In Belfast you can see in the built environment the visible growth in sectarianism. The number of ‘Peace Walls’ has more than doubled since the Agreement. The level of fear, and not just in interface areas, has not fallen. In interface areas, it has increased. The fear is of physical attack, not just a generalised fear of the ‘other side’. Now, as sectarianism is again ratcheted up, fear grows that we are headed back to ‘the bad old days’. In spite of all the talk of ‘moving forward’, politics is gridlocked, with the DUP effectively in charge. The DUP is openly neo-liberal, a party in which Sarah Palin would feel rightly at home. It opposes gay rights, is virulently anti-abortion and doesn’t think there’s any poverty in Northern Ireland. A good proportion of its MLAs and government Ministers are members of the Caleb Foundation – an Evangelical umbrella group that promotes creationist views, urges its politician members to ‘implement god’s law’ and ‘jokingly’ calls itself ‘the Caleban’
In early January, while the flag protests raged, the DUP’s Minister for Social Development, Nelson McCausland, announced the abolition of the Housing Executive, one of the Civil Rights Movements most important legacies and, with it, the privatisation of all public housing and the certain loss of hundreds of public sector jobs. McCausland is also pushing the Welfare Reform Bill – already passed at Westminster – through the Assembly, introducing Universal Credit, the Personal Independence Payment and the ‘bedroom tax’ on top of cuts to benefits and tax credits. This represents a massive assault on working-class living standards. Sinn Feein is going along with it. Like the Lib Dems, they ‘oppose’ the cuts but then vote for their implementation.

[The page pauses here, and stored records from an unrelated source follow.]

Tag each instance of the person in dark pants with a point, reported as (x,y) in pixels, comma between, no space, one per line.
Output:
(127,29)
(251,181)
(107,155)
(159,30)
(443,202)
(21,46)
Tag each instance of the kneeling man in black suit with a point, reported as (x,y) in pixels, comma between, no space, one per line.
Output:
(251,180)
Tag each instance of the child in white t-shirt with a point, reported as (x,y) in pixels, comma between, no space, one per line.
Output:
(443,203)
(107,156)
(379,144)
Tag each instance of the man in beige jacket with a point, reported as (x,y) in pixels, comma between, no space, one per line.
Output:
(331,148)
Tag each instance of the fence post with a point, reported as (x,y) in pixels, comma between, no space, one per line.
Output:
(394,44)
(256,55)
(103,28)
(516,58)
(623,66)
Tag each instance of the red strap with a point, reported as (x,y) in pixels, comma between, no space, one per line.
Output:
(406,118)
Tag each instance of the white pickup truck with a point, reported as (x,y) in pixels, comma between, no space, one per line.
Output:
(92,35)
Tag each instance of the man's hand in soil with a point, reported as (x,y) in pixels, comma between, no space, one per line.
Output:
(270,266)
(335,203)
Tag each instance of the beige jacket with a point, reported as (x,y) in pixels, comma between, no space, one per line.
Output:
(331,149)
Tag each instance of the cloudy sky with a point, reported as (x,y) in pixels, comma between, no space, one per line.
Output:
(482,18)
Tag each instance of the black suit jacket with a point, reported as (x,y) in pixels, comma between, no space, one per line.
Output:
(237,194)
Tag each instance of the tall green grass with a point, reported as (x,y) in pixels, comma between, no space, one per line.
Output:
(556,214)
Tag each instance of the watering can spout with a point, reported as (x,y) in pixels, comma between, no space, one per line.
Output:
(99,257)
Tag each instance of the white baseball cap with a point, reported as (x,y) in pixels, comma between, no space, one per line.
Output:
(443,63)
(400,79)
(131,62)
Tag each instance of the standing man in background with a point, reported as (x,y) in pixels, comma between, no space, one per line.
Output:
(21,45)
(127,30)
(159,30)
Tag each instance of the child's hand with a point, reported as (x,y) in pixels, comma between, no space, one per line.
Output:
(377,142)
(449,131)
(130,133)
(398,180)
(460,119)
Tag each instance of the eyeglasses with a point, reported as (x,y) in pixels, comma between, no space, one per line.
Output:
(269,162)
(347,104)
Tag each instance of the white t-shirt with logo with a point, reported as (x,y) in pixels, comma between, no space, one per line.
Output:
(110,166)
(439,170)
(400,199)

The cuts affect Protestant workers as well as Catholic. These are the issues we need to see people on the streets about. The presence of a united working-class voice has been sadly missed. Two rallies for peace at Belfast City Hall attracted around 2,000 people each. The numbers could have been much bigger if the political basis had been different. The trade union movement organises more people – Protestant and Catholic – than all the Loyal Orders and comparable Catholic groups put together. It has the capacity to organise the overwhelming majority in Northern Ireland who are in despair over the latest eruption of sectarianism, but so far has failed to do so. So, while there is an alternative to the vicious cycle of sectarianism – the tradition of Protestant and Catholic workers uniting to fight as a class against the bosses – it can be hard to see the evidence that it still exists. It is the task of socialists to defend the principle of working-class unity against sectarian bigotry and to seek out ways of making that unity more visible. The fight to defend jobs and tenants’ rights, by stopping the abolition of the Housing Executive, provides the sort of issue and opportunity needed to bring workers together, to show that an alternative does still exist to the growth of sectarianism.
1. Shirlow, P. (2012), The End of Ulster Loyalism?, Manchester University Press.